Full Report
A new version of the Android malware "Godfather" creates isolated virtual environments on mobile devices to steal account data and transactions from legitimate banking apps. [...]
Analysis Summary
# Tool/Technique: Godfather Android Malware
## Overview
Godfather is an Android banking malware that has evolved to use virtualization techniques to hijack banking applications. Its primary goal is to steal user credentials and execute fraudulent financial transactions, often by presenting fake overlays to trick users.
## Technical Details
- Type: Malware family
- Platform: Android
- Capabilities: Credential harvesting via overlay attacks, UI manipulation, execution of commands from C2 (e.g., unlocking the device, navigating apps, triggering payments), use of virtualization.
- First Seen: March 2021
## MITRE ATT&CK Mapping
This summary focuses on observed behaviors. Since the article centers on mobile tactics, the mapping is generally derived from capabilities like input capture and user interaction manipulation.
- **TA0001 - Initial Access**
- T1434 - Develop Capabilities for Exploitation (Implied via deployment mechanisms, likely sideloading/Trojanized apps)
- **TA0005 - Defense Evasion**
- T1551 - Virtualization (Implied use of virtualization to hide processes or bypass security checks)
- **TA0006 - Credential Access**
- T1111 - Input Capture (via overlay attacks for PIN/password entry)
- **TA0007 - Discovery**
- T1428 - Application Discovery (Scanning for specific target banking/crypto apps)
- **TA0008 - Lateral Movement** (Not explicitly detailed, but transaction capability implies moving funds)
- **TA0010 - Command and Control**
- T1429 - Data from Network Shared Drive (Implied data exfiltration)
## Functionality
### Core Capabilities
- **Overlay Attacks:** Displays fake lock screens or update prompts over genuine banking apps to capture user PINs and passwords.
- **Credential Exfiltration:** Collects stolen credentials and sends them to the malware operators.
- **Remote Operations:** Awaits C2 commands (e.g., unlock device, open apps, trigger payments/transfers).
### Advanced Features
- **Virtualization Usage:** The latest evolution incorporates virtualization to enhance its ability to hijack banking apps and potentially evade detection.
- **UI Manipulation:** Can perform automated UI navigation within legitimate applications to facilitate fraudulent transactions without user knowledge.
- **Disguised Activity:** When performing actions, the malware shows the user a fake "update screen" or a black screen to prevent suspicion.
- **Targeting:** Known to target a large number of financial/banking applications (previously 400 apps across 16 countries; later campaign targeted a dozen Turkish bank apps).

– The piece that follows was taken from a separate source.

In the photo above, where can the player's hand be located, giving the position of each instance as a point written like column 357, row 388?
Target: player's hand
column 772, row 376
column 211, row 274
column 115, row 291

## Indicators of Compromise
*Note: Specific hashes, file names, and network indicators were not provided in the source text.*
- File Hashes: [Not provided]
- File Names: [Not provided]
- Registry Keys: [Not applicable/Not provided for Android]
- Network Indicators: Awaiting commands from C2 servers to orchestrate attacks and perform exfiltration.
- Behavioral Indicators: Displaying fake lock screens/overlays during login attempts for banking/crypto apps; bypassing user input security checks; automated navigation within targeted applications.
## Associated Threat Actors
- Threat Actors employing the Godfather malware. (Specific named groups were not detailed in the provided excerpt, but previous analysis mentioned ThreatFabric and Group-IB observing its evolution).
## Detection Methods
- Signature-based detection (Likely identifiable by known Godfather signatures updated to detect virtualization patterns).
- Behavioral detection (Monitoring for overlay creation over trusted financial applications, unexpected UI manipulations, or system calls related to accessibility services or virtualization).
- YARA rules: [Not provided]
## Mitigation Strategies
- Only download applications from the official Google Play Store or from trusted publishers.
- Ensure Google Play Protect is active on the device.
- Scrutinize requested application permissions, especially those related to accessibility services or screen overlay drawing.
- Avoid entering sensitive information (PINs, passwords) when an unexpected screen or overlay appears over a banking application.
## Related Tools/Techniques
- HTML login screen overlays (Used in previous Godfather versions).
- Other Android banking Trojans utilizing overlay and accessibility abuse techniques.